We take showers, relax for a bit and forget about the odd interaction with the woman. The owner of our hotel in Da Nang raved about the cheap seafood in Lang Co, so we decided to walk around town and see what was offered. About 5 minutes away from the hotel and someone is honking at us and yelling for us to stop. Crazy lady has tracked us down on her motorbike and is demanding that we eat at her restaurant. We try and tell her we are just going to a walk to see the town, but she says we have to go back now and we can walk after dinner, in the dark. At this point we realized we had checked into the psychotel. We managed to get rid of her by saying maybe we’d come back later. She seemed pissed and we were now a little worried about our bikes and gear.
At this point, we really want nothing to do with her, the hotel or the restaurant. However, she has our passports (which is required at every hotel because they have to report to the police every night who is at the hotel) and we both get the feeling she is the kind of person who will try and sabotage us if we don’t play nice. We didn’t really find any great looking restaurants and as the sun was setting, we headed back to the hotel to grab some dinner. Crazy Lady was not around thankfully. The rest of the hotel staff were really very friendly and made us a nice dinner of noodles and vegetables that turned out to be really cheap.
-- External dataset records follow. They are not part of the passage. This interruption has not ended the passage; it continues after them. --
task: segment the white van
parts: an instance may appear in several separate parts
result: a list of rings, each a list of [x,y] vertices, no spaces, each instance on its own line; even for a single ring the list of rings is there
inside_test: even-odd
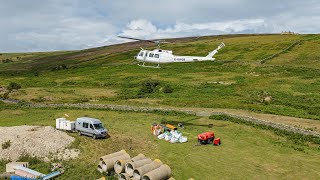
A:
[[[80,117],[76,120],[76,131],[82,134],[92,136],[93,139],[105,138],[108,130],[105,129],[99,119],[90,117]]]

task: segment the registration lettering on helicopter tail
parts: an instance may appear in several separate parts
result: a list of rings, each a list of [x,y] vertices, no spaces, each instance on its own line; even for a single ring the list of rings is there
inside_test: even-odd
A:
[[[186,61],[185,58],[174,58],[173,60],[174,60],[174,61]]]

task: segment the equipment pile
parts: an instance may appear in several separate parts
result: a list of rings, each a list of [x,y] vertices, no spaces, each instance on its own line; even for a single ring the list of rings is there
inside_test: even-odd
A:
[[[115,173],[119,180],[174,180],[171,168],[159,159],[152,161],[143,154],[131,158],[125,150],[100,157],[97,170],[108,175]]]
[[[213,132],[204,132],[202,134],[198,134],[198,145],[201,144],[213,144],[215,146],[221,145],[220,138],[216,138]]]
[[[11,180],[48,180],[59,176],[64,171],[62,166],[56,167],[50,174],[42,174],[35,170],[29,169],[29,162],[10,162],[6,164],[6,173],[0,175],[0,179]],[[57,170],[58,169],[58,170]]]
[[[171,124],[157,124],[153,123],[151,126],[151,133],[159,139],[164,139],[170,143],[184,143],[188,138],[182,136],[182,133],[177,131],[177,128]]]

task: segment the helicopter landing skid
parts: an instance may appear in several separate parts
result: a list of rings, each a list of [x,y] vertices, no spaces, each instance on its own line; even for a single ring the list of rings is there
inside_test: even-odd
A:
[[[146,67],[146,68],[161,68],[160,66],[159,66],[159,64],[157,65],[157,66],[146,66],[146,65],[144,65],[144,63],[141,65],[141,64],[137,64],[138,66],[141,66],[141,67]]]

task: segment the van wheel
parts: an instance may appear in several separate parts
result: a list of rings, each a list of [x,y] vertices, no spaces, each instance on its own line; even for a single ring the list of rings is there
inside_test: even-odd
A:
[[[81,131],[78,131],[78,134],[79,134],[79,136],[81,136],[82,135]]]
[[[97,139],[97,136],[94,134],[94,135],[92,136],[92,138],[93,138],[93,139]]]

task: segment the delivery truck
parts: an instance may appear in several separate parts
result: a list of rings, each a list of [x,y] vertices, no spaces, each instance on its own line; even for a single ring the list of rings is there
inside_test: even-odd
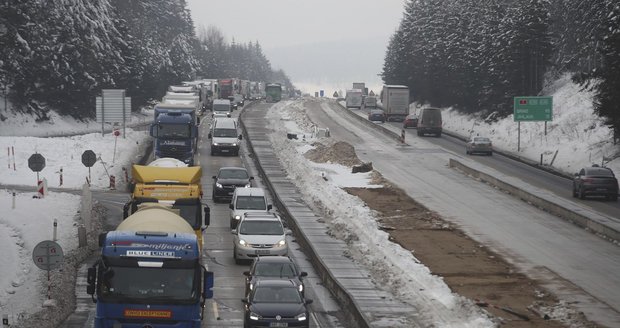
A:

But where is Crazy Lady? At this point, we want her to see us eating at her restaurant so things will go smoothly in the morning when we need to leave. Finally she shows up on her motorbike, probably searching the streets for us, and sees us finishing dinner.
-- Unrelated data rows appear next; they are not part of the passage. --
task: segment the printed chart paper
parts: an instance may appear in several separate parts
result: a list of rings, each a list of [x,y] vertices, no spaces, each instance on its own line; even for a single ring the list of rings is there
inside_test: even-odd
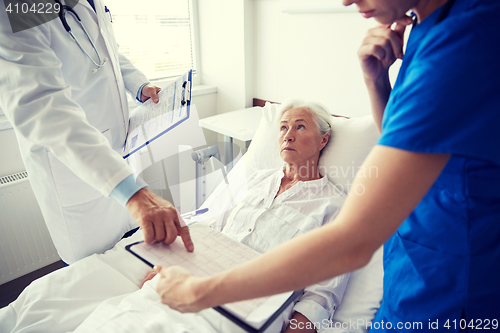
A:
[[[172,128],[189,118],[192,71],[186,72],[158,93],[159,102],[151,99],[130,114],[124,158],[140,151]]]
[[[194,252],[188,252],[180,238],[174,243],[127,246],[127,249],[149,265],[181,266],[199,277],[218,274],[260,255],[259,252],[208,226],[190,226]],[[291,292],[235,302],[221,306],[224,310],[258,329],[290,298]]]

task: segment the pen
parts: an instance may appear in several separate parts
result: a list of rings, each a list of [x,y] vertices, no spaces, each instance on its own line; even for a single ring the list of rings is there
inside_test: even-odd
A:
[[[104,6],[104,11],[106,13],[109,13],[109,20],[111,21],[111,23],[113,23],[113,17],[111,16],[111,12],[109,11],[108,6]]]
[[[203,208],[203,209],[195,210],[194,212],[189,212],[189,213],[182,214],[181,217],[183,219],[190,219],[193,216],[198,216],[198,215],[201,215],[201,214],[205,214],[206,212],[208,212],[208,208]]]

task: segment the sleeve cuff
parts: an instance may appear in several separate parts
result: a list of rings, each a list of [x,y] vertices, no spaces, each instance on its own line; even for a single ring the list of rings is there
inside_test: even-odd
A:
[[[128,200],[141,188],[146,187],[147,184],[144,180],[137,177],[137,180],[134,179],[134,175],[130,175],[124,180],[122,180],[116,187],[111,191],[109,195],[111,198],[118,201],[120,205],[123,207],[127,206]]]
[[[323,323],[324,320],[330,320],[331,317],[325,308],[309,300],[299,301],[293,310],[302,313],[311,323]]]
[[[146,84],[148,84],[149,82],[146,82],[144,83],[142,86],[139,87],[139,90],[137,90],[137,96],[135,96],[135,99],[142,104],[142,100],[141,100],[141,94],[142,94],[142,88],[144,88],[144,86]]]

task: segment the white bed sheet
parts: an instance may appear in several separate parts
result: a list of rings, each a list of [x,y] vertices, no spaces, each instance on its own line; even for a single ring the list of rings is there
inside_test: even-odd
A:
[[[125,250],[143,233],[31,283],[0,309],[0,332],[244,332],[213,309],[181,314],[161,304],[151,269]],[[289,311],[291,311],[291,306]],[[283,319],[266,332],[279,332]]]
[[[105,254],[92,255],[33,281],[0,309],[0,332],[71,332],[104,300],[139,289],[149,266],[124,246],[142,232],[120,241]]]
[[[213,309],[184,314],[171,310],[161,304],[154,280],[136,292],[102,302],[75,333],[245,332]],[[281,327],[282,321],[276,321],[266,332],[279,332]]]

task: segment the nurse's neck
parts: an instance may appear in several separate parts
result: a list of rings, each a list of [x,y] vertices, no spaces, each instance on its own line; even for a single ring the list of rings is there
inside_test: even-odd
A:
[[[418,22],[422,22],[436,9],[447,3],[448,0],[419,0],[413,12],[417,14]]]

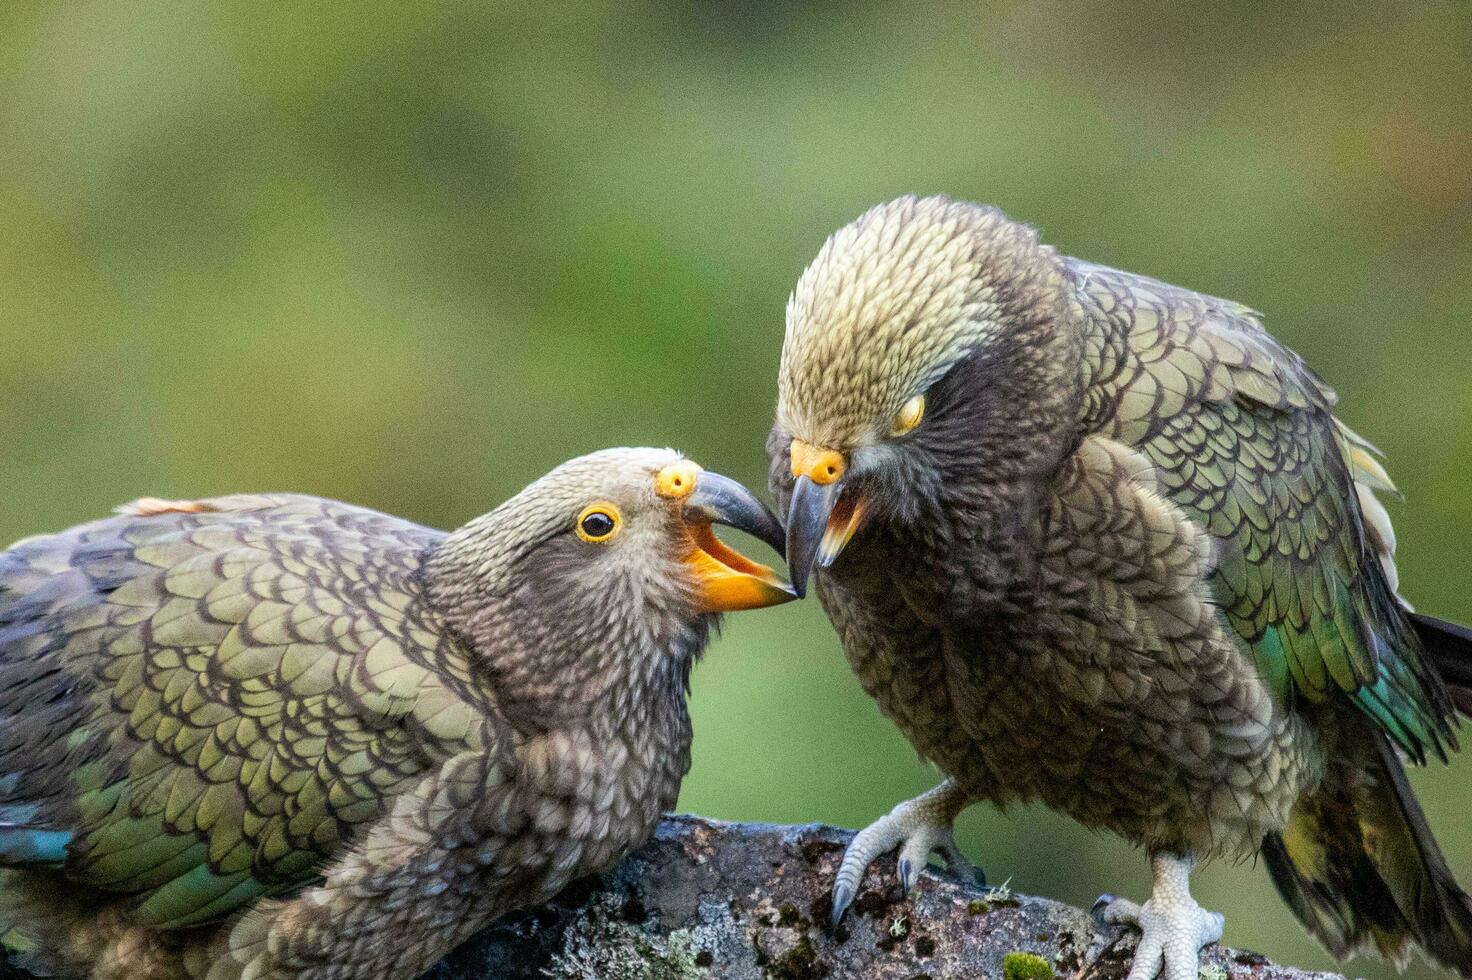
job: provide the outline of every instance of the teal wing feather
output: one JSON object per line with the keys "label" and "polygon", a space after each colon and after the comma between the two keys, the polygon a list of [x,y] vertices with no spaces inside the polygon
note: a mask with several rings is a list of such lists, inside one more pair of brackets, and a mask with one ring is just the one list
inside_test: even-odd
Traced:
{"label": "teal wing feather", "polygon": [[1412,758],[1455,747],[1450,699],[1395,594],[1373,450],[1240,304],[1073,262],[1092,423],[1138,447],[1217,541],[1214,595],[1285,702],[1347,697]]}
{"label": "teal wing feather", "polygon": [[310,497],[145,501],[0,555],[0,865],[161,927],[311,880],[479,738],[415,598],[437,535]]}

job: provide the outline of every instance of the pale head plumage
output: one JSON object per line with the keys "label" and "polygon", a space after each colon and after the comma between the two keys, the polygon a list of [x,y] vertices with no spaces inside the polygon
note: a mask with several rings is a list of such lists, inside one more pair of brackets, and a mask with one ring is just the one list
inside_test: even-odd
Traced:
{"label": "pale head plumage", "polygon": [[[606,530],[589,531],[590,515]],[[518,717],[542,723],[651,691],[679,701],[716,614],[792,598],[714,523],[781,543],[776,518],[735,481],[671,449],[609,449],[452,531],[423,579]]]}
{"label": "pale head plumage", "polygon": [[836,232],[788,303],[767,439],[794,584],[886,527],[1025,507],[1076,424],[1082,347],[1063,259],[995,208],[902,197]]}
{"label": "pale head plumage", "polygon": [[835,232],[787,304],[777,424],[835,448],[882,438],[1019,309],[1051,308],[1052,249],[995,208],[906,196]]}
{"label": "pale head plumage", "polygon": [[[588,504],[607,500],[629,517],[649,509],[668,512],[654,488],[654,477],[662,468],[683,457],[673,449],[620,447],[568,460],[489,514],[452,532],[441,552],[460,556],[473,571],[467,576],[477,591],[501,593],[512,583],[515,562],[543,542],[572,530],[578,513]],[[662,531],[656,521],[651,531]],[[629,533],[643,535],[643,522],[630,521]],[[628,549],[633,557],[639,549]],[[666,556],[653,549],[650,559]]]}

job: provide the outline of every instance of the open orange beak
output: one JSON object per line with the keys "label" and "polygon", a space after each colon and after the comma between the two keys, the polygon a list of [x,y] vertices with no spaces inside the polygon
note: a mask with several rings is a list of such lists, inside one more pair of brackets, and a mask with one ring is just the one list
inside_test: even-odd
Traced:
{"label": "open orange beak", "polygon": [[685,564],[695,581],[701,612],[739,612],[775,606],[797,593],[772,569],[752,561],[716,537],[713,524],[725,524],[760,538],[781,554],[782,525],[766,505],[741,484],[719,473],[696,470],[695,489],[685,497],[683,516],[689,551]]}
{"label": "open orange beak", "polygon": [[690,528],[693,545],[685,564],[695,575],[701,612],[739,612],[791,602],[792,586],[766,565],[752,561],[716,537],[709,524]]}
She invites herself to sit at our table and is now back to being happy Crazy Lady. She understands that we will be leaving early in the morning and since we already paid, she says she’ll give us our passports back that night. She made some casual conversation about our route north that actually turned into a devious attempt to sell us a map. Then she starts asking about the massage again, which once I decline, she decides to change her mind about the passports and will give them back after we eat at her restaurant in the morning.
Not wanting to deal with crazy any longer, we declare it bedtime. She then tried to sell us a bracelet of course. It was only 7pm, so we turn off the lights in our room and watch the new James Bond movie with our headphones so everyone will think we are sleeping. Morning cannot come soon enough. Moral of the story: Do NOT stay at the TRIEU VY Hotel in Lang Co.